En pratique, CARPIMKO gère plusieurs briques de protection sociale retraite et prévoyance pour les professions paramédicales libérales. Le montant réellement versé dépend du niveau de revenu, du caractère conventionné ou non de l’activité, du moment de l’installation, ainsi que des règles de l’année considérée. C’est pour cette raison qu’un simulateur doit toujours être lu comme un outil d’aide à la décision et non comme un appel officiel de cotisation.
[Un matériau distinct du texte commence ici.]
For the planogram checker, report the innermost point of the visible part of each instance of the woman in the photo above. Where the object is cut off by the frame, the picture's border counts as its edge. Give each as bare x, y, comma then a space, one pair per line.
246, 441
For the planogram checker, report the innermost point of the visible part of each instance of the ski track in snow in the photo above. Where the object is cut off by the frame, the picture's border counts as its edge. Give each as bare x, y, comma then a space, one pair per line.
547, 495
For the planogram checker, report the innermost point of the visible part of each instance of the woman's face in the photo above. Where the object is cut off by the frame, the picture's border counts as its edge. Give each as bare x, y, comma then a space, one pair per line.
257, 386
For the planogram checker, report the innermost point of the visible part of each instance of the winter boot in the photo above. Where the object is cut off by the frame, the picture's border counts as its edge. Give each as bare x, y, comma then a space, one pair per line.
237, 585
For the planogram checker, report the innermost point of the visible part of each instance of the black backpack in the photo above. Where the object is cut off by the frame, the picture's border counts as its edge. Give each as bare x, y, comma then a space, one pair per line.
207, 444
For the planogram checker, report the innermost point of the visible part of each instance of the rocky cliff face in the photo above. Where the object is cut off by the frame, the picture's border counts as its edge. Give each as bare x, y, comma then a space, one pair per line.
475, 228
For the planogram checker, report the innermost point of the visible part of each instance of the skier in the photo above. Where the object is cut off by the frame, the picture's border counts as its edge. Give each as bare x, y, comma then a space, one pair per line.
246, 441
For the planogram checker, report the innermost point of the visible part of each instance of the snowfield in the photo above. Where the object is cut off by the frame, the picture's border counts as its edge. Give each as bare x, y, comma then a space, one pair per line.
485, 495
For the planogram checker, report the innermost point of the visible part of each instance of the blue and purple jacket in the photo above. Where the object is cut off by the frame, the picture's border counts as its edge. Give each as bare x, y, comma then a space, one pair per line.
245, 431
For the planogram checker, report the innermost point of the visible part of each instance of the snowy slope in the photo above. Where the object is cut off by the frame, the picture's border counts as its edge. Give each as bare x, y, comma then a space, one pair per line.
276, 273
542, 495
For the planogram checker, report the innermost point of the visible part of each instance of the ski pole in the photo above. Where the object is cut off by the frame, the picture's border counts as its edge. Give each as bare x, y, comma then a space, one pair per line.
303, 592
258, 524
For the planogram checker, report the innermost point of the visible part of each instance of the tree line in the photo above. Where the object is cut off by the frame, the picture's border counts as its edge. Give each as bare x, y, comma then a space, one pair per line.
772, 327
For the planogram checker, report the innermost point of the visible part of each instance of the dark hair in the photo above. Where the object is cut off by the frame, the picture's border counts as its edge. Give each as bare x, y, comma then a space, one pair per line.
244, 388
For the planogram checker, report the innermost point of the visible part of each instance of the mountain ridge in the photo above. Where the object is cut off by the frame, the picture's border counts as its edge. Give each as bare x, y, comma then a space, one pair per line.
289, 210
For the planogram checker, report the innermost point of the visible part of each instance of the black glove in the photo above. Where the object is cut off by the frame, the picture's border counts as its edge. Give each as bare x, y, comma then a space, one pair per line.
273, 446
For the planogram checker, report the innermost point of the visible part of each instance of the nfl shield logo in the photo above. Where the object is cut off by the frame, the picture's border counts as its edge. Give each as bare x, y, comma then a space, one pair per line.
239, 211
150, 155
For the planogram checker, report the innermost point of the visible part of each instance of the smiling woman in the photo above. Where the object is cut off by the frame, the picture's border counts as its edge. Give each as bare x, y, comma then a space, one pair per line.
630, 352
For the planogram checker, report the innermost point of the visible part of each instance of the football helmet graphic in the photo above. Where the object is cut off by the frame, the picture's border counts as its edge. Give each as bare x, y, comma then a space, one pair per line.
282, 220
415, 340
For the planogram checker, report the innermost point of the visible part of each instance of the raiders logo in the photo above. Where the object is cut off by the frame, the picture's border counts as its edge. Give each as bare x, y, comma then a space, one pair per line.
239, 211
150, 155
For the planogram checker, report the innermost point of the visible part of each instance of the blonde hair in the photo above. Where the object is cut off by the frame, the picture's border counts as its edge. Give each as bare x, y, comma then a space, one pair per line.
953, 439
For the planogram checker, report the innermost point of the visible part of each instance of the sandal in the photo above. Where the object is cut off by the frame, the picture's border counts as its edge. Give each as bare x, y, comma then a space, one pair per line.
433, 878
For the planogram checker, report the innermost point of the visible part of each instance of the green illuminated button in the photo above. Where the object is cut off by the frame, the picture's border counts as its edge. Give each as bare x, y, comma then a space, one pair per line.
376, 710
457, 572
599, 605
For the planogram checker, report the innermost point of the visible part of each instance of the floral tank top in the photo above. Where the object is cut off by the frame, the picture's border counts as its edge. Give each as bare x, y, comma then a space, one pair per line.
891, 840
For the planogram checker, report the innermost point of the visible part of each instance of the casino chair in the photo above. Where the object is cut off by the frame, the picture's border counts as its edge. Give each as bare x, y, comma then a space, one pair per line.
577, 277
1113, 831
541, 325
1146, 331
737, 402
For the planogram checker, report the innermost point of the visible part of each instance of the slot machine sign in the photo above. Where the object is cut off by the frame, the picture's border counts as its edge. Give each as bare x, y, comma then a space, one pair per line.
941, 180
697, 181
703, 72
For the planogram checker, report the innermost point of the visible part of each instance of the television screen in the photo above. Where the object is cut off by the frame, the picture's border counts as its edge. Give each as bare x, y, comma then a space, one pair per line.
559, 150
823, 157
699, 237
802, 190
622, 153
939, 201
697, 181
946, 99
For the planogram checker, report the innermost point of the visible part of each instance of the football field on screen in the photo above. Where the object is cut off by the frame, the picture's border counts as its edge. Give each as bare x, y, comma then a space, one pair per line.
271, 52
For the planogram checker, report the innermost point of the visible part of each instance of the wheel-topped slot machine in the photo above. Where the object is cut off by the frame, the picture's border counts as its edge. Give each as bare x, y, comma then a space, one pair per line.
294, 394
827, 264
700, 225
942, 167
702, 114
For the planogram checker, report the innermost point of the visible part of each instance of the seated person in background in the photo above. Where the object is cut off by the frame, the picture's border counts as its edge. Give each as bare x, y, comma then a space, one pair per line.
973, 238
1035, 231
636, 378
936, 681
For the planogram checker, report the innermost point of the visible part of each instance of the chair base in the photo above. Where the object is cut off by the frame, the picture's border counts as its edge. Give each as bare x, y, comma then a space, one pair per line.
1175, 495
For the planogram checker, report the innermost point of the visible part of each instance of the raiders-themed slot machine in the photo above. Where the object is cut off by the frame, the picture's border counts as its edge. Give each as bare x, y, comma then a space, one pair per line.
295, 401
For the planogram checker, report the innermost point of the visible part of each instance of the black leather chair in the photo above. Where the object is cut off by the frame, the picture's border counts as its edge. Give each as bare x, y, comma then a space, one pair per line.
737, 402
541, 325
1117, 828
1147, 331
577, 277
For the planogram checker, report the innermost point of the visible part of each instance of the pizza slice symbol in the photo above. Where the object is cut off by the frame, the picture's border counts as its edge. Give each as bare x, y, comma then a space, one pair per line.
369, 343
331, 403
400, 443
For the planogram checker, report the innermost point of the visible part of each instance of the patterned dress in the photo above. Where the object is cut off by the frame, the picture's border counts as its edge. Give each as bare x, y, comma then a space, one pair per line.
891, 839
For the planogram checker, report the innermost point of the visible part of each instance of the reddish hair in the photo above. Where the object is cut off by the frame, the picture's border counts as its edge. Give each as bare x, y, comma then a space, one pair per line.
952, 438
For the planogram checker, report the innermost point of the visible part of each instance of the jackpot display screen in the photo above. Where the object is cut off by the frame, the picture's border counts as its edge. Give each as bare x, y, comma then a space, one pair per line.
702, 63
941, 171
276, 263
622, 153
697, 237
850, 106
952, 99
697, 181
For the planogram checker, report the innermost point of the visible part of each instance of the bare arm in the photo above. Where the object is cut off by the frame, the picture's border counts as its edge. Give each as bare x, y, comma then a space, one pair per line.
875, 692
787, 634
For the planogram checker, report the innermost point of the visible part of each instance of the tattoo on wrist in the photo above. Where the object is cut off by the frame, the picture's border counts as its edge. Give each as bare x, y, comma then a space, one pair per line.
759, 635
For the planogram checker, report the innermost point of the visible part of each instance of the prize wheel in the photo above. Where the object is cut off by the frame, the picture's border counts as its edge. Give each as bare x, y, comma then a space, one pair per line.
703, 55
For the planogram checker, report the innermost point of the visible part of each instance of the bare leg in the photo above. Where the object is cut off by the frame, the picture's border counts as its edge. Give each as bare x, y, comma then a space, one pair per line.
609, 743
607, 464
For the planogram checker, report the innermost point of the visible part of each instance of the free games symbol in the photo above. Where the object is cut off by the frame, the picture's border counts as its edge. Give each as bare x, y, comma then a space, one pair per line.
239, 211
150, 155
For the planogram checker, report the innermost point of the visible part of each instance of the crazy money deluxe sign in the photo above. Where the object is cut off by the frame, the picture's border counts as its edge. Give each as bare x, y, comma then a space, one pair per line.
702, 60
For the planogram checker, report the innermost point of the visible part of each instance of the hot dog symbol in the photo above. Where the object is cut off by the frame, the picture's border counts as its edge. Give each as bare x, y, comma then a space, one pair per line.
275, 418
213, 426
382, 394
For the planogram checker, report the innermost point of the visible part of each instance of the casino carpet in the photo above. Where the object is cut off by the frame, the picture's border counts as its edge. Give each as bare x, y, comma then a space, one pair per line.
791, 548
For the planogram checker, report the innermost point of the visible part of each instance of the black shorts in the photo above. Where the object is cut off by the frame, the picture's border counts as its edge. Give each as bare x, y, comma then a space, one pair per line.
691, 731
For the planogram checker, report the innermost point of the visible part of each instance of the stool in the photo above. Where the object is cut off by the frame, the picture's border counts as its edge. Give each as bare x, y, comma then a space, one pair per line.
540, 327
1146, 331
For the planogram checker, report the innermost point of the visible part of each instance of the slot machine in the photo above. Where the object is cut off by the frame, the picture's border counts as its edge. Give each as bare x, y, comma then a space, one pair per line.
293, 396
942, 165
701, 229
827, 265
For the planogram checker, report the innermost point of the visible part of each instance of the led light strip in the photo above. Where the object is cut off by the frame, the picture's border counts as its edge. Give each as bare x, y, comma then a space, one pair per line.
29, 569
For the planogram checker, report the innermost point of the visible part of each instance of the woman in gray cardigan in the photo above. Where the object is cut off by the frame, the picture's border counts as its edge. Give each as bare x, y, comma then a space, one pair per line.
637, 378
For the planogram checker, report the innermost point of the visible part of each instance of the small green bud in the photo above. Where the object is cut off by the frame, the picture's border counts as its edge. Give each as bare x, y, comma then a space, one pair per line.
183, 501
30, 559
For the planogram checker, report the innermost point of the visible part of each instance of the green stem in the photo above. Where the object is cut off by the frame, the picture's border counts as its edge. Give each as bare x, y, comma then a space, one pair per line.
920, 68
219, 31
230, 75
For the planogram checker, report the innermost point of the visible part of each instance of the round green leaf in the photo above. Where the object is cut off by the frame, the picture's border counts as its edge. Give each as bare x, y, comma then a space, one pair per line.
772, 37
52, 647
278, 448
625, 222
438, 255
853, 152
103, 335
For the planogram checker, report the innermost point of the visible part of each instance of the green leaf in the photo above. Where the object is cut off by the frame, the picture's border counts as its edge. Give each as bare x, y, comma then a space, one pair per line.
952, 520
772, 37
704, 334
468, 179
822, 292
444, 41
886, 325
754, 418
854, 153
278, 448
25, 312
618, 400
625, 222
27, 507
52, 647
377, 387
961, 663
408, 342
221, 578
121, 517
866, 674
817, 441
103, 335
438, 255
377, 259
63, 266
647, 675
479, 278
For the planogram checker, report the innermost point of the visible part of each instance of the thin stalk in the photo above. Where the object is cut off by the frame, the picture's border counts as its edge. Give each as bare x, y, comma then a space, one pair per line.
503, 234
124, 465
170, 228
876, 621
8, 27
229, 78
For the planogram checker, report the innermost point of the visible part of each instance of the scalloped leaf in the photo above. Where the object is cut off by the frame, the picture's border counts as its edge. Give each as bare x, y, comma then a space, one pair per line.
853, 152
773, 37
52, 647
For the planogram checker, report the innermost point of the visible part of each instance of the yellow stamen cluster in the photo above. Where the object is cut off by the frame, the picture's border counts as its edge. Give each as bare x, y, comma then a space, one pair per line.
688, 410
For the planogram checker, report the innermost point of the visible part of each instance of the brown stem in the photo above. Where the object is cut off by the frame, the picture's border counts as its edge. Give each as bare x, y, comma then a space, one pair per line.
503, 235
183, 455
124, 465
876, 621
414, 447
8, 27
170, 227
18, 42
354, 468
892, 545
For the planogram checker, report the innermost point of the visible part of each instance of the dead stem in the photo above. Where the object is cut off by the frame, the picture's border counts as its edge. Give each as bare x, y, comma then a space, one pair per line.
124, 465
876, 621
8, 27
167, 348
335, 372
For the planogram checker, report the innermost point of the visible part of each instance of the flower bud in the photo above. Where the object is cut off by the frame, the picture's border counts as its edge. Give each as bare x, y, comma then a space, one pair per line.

Que finance réellement la CARPIMKO ?
Quand on parle de cotisations CARPIMKO, on pense souvent à une seule ligne. En réalité, il faut distinguer plusieurs compartiments. Le premier est la retraite de base, calculée selon une assiette de revenu avec un plafond de Sécurité sociale, puis avec une tranche supérieure à taux plus faible. Le deuxième compartiment est la retraite complémentaire, fréquemment structurée de manière forfaitaire ou semi-forfaitaire selon des classes ou des appels de cotisations propres à la caisse. Le troisième concerne le régime invalidité-décès, indispensable pour sécuriser la protection du praticien et de ses proches. Enfin, pour les professionnels conventionnés, s’ajoute souvent la logique de l’ASV, c’est-à-dire l’avantage social vieillesse.
Les postes les plus fréquents
- Retraite de base
- Retraite complémentaire
- Invalidité-décès
- ASV pour les conventionnés
Ce qui fait varier le montant
- Revenu net professionnel
- Année d’installation
- Conventionnement ou non
- Régularisations après déclaration réelle
Le rôle du PASS dans le calcul
Une grande partie du calcul repose sur le PASS, le plafond annuel de la Sécurité sociale. Ce plafond sert de borne pour de nombreuses cotisations en France. Quand une caisse annonce un taux jusqu’à 1 PASS ou entre 1 PASS et 5 PASS, cela signifie qu’il existe des paliers. Le revenu n’est donc pas taxé de manière strictement uniforme. Cette logique est fondamentale, car elle explique pourquoi le taux effectif de cotisation ne suit pas toujours une simple ligne droite.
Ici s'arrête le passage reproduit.